Performance, power, and energy tuning using hardware and software techniques for modern parallel architectures
Date
2016
Authors
Journal Title
Journal ISSN
Volume Title
Publisher
University of Delaware
Abstract
As the high-performance computing (HPC) community continues the push towards
exascale computing, power consumption is becoming a major concern for designing,
building, maintaining, and getting the most out of supercomputers. Energy
efficiency has become one of the top ten exascale system research challenges. Meeting
the goal of exascale performance with 20 Megawatts of power limit requires performance,
power, and energy optimization techniques at all levels, from the hardware to
the application. In the meanwhile, although advances in parallel architectures promise
improved peak computational performance, the use of software tools to drive parallelism
of the hardware still requires expertise that is not widely available. Domain
scientists are faced with a challenge to efficiently port applications to new parallel architectures
like Nvidia GPUs and Intel Many-Integrated Core (MIC) accelerators. The
fact that an increasing number of supercomputers are going to contain accelerators
poses more challenge to application developers, who will need to get their applications
ready for the supercomputers.
In this dissertation, we began with the study on how to achieve both automatic
parallelization using OpenACC and enhanced portability using OpenCL. We applied
our parallelization techniques on GPUs as well as an Intel MIC-architecture accelerator
to reduce the running time of 2D wave propagation simulations. The performance
and programmability of CUDA, OpenCL, OpenACC, and OpenMP implementations
of the wave propagation simulation are compared. Compared to CUDA and OpenCL,
we believe that OpenACC is preferable for domain scientists because programmers can
parallelize their code using simple directives, and therefore it speeds up the process
of parallelizing applications. OpenACC is shown to be able to achieve comparable
performance as CUDA and OpenCL on GPUs with much reduced coding effort. Our
OpenMP implementation outperforms OpenCL and OpenACC on the Intel MIC accelerator.
Emerging software developments like the OpenACC facilitate exploiting
application parallelism offered by evolving hardware architecture. Our method of using
OpenACC, OpenCL, and OpenMP to achieve efficient and effective parallelization
on different accelerators can be generally applied to benefit other domains.
For the energy tuning problem, we tackle the problem from using software techniques
first. We integrated an energy measurement framework to an existing polyhedral
transformation framework called PoCC. Loop transformations supported by
PoCC have been shown to be effective in optimizing the performance of small kernels.
However, there have been few studies on how these transformations affect the power
and the energy. The energy measurement framework allows exploring the relationship
between tuning for power/energy and tuning for performance. A high correlation of
energy/performance in PoCC is observed but tuning for power is different from tuning
for execution time. We constructed predictive models that achieved high prediction
accuracy. In addition, we also demonstrate the potential of polyhedral transformations
in optimizing the 2D cardiac wave propagation application for both performance and
energy.
Then, we propose to minimize energy usage without impacting the performance
of HPC applications from using hardware techniques. We developed energy optimization
techniques that did not only reduce power, but also Energy-Delay Product (EDP)

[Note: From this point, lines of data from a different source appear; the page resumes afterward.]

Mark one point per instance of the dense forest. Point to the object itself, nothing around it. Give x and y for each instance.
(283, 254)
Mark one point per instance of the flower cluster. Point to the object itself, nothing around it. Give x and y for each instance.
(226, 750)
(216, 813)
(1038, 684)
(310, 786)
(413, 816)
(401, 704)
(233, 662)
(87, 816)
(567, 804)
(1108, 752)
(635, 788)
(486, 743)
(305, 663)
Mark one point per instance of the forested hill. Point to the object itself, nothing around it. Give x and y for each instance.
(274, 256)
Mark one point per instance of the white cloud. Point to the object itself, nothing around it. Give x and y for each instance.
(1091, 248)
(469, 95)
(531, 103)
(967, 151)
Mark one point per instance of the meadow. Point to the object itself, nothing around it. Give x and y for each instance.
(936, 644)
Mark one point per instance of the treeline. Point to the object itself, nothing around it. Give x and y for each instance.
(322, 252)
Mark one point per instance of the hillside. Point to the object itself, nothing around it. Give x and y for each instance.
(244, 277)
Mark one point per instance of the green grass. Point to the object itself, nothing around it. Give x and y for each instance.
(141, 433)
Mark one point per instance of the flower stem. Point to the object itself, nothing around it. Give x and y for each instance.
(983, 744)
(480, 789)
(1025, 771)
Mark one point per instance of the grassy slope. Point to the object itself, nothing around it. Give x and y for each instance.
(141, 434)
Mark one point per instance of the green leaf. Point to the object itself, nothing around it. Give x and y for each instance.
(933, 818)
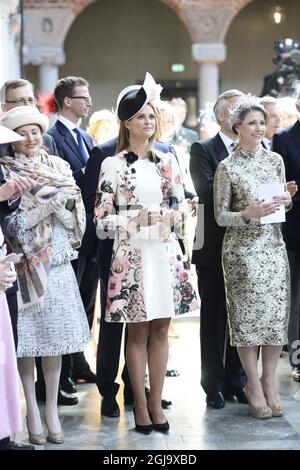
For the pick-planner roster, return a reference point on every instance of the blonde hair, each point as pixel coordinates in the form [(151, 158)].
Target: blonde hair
[(123, 140)]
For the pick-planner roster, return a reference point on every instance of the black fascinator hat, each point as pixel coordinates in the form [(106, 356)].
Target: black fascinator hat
[(133, 98)]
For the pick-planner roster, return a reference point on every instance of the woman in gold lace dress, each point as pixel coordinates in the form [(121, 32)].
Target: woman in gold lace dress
[(254, 256)]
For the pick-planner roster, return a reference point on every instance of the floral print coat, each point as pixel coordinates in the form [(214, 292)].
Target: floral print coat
[(118, 188)]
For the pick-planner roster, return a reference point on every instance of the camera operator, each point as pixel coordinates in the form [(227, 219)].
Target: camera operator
[(281, 81)]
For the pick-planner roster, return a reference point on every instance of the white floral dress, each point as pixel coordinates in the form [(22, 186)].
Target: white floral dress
[(148, 276)]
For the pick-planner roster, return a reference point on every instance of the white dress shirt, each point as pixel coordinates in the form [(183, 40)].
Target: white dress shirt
[(229, 143)]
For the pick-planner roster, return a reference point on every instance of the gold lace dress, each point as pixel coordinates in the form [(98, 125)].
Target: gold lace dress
[(255, 263)]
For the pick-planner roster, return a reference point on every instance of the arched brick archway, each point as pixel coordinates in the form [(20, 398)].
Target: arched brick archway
[(207, 22)]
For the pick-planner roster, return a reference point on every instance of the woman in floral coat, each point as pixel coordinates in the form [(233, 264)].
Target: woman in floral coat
[(141, 199)]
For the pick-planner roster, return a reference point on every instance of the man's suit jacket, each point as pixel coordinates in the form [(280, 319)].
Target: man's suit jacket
[(287, 144), (185, 133), (205, 157), (68, 149)]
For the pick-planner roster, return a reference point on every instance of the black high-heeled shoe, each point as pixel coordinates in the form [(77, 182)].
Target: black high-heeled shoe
[(160, 427), (142, 428)]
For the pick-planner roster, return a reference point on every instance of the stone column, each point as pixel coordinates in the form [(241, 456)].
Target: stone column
[(48, 59), (9, 60), (208, 56)]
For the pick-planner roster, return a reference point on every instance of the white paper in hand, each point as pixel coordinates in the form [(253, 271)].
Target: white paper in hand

and in some cases even Energy-Delay-Squared Product (ED2P). We took advantage
of the low transition overhead of CPU clock modulation and applied it to fine-grained
OpenMP parallel loops. The energy behaviour of OpenMP parallel regions is first
characterized by the memory access density. By characterizing memory access density,
the best clock modulation setting is determined for each region. Finally, different
CPU clock settings are applied to the different loops within the same application. The
resulting multi-frequency execution of OpenMP applications achieved better energy
efficiency than any single frequency setting.
In the last chapter of this dissertation, we combined software and hardware
techniques to obtain better energy efficiency for HPC applications. In particular, on
Intel Sandy Bridge architecture we applied concurrency throttling, i.e., reducing the
number of threads needed by an OpenMP application, with CPU clock modulation
and on IBM Power8 architecture we applied concurrency throttling with DVFS. In
both cases we observed improved energy efficiency. Lastly, we combined polyhedral
compilation techniques with CPU clock modulation and evaluated their interactions
under a power-capped environment.